The readers who orbit a poem, each —
Each in the ambit of his talents —
Has sent his native language to a breach,
And waits for a return, listening for balance.
As intermittent suns revolving out of reach,
Stanzas in the form of a recurring fire
Suggest the periodicity of an outlier:
Liar, lyre, lye that leaves day charred, night bleached.
Of foreign poems half-heard, half-sensed, the gazer —
Swept towards aphasia in a feverish glimpse —
Sees more collapsing stars, arrays’ erasure,
Familiar words elided in eclipse;
And feels his way among the phrases,
Caesuras ablaze, Logos in a brazier —
Fire in the nature of, because in nature
Ardent verses turn in an ellipse.
NOTES For Students of English
This poem is mentioned in Hertz’s correspondence. A friend had sent him a copy of the poem «Читатель Отвечает За Поэта» (“The Reader Answers for the Poet”) written in 1960 by Soviet poet Boris Slutsky (1919-1986). Slutsky’s poem develops the idea that a reader “answers for the poet as a moon answers for its planet.”

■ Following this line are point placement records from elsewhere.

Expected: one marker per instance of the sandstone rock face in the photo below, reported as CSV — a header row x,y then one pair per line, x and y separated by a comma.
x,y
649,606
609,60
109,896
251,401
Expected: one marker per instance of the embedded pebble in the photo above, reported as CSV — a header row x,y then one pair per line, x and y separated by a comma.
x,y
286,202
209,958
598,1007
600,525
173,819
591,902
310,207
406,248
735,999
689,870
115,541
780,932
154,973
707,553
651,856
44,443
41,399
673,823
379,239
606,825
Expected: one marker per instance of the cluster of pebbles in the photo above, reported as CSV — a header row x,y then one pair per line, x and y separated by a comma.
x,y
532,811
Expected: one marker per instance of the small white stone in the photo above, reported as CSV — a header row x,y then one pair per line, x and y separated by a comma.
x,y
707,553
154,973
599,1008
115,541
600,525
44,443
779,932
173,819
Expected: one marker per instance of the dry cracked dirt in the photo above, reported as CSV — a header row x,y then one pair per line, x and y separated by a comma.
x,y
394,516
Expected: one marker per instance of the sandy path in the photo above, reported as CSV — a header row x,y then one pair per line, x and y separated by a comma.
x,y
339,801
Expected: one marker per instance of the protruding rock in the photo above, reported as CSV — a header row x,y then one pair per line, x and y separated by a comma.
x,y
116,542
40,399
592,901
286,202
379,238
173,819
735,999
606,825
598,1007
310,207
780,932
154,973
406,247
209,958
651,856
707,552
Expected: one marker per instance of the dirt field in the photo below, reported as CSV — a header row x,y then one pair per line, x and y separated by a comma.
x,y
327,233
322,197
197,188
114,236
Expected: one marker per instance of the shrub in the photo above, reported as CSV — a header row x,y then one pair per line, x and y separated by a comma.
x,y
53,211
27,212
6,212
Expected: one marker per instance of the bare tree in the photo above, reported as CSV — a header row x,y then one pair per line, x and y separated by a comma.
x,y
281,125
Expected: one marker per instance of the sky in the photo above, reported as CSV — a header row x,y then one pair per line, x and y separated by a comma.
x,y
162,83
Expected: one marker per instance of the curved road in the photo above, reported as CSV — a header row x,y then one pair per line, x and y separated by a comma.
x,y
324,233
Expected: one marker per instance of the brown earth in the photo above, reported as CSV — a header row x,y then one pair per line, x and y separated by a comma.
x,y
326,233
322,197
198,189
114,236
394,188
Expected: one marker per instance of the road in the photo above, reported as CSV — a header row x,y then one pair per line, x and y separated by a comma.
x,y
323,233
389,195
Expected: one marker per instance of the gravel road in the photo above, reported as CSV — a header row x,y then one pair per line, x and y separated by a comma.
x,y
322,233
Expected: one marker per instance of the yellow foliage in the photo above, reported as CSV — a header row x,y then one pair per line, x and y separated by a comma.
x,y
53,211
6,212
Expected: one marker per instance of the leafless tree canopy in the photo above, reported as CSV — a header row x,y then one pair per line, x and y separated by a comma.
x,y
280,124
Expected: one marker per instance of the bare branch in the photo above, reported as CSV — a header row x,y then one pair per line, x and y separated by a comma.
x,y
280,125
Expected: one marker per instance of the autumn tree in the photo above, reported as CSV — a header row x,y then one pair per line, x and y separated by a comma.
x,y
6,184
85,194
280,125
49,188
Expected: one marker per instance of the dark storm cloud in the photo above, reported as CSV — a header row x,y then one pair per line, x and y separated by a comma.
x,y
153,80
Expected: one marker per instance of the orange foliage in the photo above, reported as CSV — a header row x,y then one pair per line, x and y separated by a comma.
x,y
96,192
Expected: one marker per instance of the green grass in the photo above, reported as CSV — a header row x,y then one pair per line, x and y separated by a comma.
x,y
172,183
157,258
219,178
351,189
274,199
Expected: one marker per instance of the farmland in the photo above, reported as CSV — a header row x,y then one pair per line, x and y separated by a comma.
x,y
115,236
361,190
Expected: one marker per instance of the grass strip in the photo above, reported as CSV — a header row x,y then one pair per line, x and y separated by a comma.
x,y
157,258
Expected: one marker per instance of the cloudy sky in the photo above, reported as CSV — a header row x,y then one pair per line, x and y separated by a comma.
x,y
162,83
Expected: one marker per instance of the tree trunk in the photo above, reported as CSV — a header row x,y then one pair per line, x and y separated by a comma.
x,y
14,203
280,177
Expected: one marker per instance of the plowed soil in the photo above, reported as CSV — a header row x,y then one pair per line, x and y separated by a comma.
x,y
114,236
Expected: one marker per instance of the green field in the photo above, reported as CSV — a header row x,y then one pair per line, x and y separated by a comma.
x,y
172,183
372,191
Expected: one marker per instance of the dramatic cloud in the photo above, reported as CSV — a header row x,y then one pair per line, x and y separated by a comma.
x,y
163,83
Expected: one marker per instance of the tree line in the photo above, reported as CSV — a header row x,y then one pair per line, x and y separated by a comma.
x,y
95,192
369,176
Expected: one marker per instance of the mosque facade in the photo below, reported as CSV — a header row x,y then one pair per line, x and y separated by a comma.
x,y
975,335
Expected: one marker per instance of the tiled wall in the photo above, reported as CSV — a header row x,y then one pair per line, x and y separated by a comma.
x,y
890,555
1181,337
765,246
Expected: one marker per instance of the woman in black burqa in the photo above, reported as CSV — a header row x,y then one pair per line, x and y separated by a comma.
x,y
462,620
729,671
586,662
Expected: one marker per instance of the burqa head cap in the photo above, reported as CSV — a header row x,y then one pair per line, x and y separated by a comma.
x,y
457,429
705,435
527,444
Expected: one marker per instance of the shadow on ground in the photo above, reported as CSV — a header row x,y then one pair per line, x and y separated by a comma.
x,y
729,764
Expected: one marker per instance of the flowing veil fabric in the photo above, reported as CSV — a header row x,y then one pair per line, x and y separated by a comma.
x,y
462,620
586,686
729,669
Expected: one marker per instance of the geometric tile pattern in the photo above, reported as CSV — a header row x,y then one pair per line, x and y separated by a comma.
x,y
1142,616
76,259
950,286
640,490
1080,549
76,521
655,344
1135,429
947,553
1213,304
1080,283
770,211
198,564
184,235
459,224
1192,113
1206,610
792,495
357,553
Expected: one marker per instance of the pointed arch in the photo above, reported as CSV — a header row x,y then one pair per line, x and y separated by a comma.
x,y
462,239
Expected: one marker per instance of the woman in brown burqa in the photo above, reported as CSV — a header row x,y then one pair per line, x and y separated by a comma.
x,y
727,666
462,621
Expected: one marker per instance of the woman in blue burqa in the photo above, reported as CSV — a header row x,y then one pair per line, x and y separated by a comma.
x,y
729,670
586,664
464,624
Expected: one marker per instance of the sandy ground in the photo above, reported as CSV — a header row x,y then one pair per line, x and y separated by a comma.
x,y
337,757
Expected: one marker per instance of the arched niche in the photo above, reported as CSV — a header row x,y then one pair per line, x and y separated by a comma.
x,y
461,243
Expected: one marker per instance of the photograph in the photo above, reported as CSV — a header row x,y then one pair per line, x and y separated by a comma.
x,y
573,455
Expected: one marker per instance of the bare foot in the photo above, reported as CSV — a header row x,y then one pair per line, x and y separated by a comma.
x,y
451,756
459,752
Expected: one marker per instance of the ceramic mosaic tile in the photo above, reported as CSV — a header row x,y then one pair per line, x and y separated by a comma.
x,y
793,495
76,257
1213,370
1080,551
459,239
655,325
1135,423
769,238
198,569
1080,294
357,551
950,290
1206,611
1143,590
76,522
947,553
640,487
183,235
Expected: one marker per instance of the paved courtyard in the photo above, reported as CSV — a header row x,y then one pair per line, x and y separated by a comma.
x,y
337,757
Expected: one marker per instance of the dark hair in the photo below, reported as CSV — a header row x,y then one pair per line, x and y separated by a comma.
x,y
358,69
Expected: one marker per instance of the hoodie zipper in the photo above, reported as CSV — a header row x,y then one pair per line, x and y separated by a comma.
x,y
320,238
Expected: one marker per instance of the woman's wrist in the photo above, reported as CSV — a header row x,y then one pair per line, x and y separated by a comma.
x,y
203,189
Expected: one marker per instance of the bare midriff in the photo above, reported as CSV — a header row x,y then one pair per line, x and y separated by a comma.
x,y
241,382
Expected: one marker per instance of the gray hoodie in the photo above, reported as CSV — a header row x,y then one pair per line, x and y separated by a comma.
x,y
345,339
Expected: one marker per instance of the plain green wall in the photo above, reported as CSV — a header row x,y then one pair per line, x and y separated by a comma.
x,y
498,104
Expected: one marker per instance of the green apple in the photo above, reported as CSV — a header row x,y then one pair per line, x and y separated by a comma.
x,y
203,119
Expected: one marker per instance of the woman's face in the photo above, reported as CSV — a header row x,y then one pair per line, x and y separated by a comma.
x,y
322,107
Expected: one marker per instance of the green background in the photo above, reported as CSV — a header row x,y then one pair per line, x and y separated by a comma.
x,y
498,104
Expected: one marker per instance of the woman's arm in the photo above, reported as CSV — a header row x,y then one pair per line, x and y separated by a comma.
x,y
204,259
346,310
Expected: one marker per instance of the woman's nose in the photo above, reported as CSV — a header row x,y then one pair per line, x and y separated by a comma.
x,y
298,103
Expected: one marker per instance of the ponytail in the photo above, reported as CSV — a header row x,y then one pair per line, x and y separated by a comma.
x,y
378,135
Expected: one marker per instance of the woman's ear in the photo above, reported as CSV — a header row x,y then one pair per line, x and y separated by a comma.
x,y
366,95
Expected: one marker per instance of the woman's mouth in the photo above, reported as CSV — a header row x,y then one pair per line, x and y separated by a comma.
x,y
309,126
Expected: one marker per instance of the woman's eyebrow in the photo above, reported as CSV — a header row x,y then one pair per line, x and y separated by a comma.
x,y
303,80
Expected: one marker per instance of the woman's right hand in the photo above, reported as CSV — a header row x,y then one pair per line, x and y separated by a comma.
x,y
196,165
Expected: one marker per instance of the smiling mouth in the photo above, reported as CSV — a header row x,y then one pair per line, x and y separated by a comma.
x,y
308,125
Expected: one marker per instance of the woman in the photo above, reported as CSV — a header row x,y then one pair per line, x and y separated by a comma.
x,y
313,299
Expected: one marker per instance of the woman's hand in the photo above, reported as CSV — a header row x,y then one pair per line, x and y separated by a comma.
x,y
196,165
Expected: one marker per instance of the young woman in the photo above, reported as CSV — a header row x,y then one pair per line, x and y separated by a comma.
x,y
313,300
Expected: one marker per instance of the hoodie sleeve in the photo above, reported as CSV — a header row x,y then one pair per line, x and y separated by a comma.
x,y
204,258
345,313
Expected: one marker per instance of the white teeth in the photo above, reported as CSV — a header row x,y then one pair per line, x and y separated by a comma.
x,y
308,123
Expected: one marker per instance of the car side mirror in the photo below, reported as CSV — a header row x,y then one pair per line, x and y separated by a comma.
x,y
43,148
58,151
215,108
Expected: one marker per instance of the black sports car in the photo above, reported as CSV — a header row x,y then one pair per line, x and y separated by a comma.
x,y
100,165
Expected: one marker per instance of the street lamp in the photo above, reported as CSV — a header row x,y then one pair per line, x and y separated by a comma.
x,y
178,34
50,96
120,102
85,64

Hertz replied: “…Thank you for sending me the poem. No, I hadn’t heard about it or read it when I wrote Readers [“The Readers Who Orbit a Poem”]. Since then I have read many of Slutsky’s poems — what I can find of him. There is no question that Slutsky is a great poet. His technique lies so lightly on one’s shoulders and yet produces such profound effects. It’s the illusion of lightness, of casualness, that is so terribly moving — saying that the reader is not some mindless piece of iron out there in boundless space, but a companion in orbit; that the mutual attraction like gravity of poet and reader is not a burden, but that the two are beautiful in their harmonious motion, being comfortable together, the two of them, out among the worlds. Only Slutsky could say it like that because he was a great artist. I hope his star is rising.”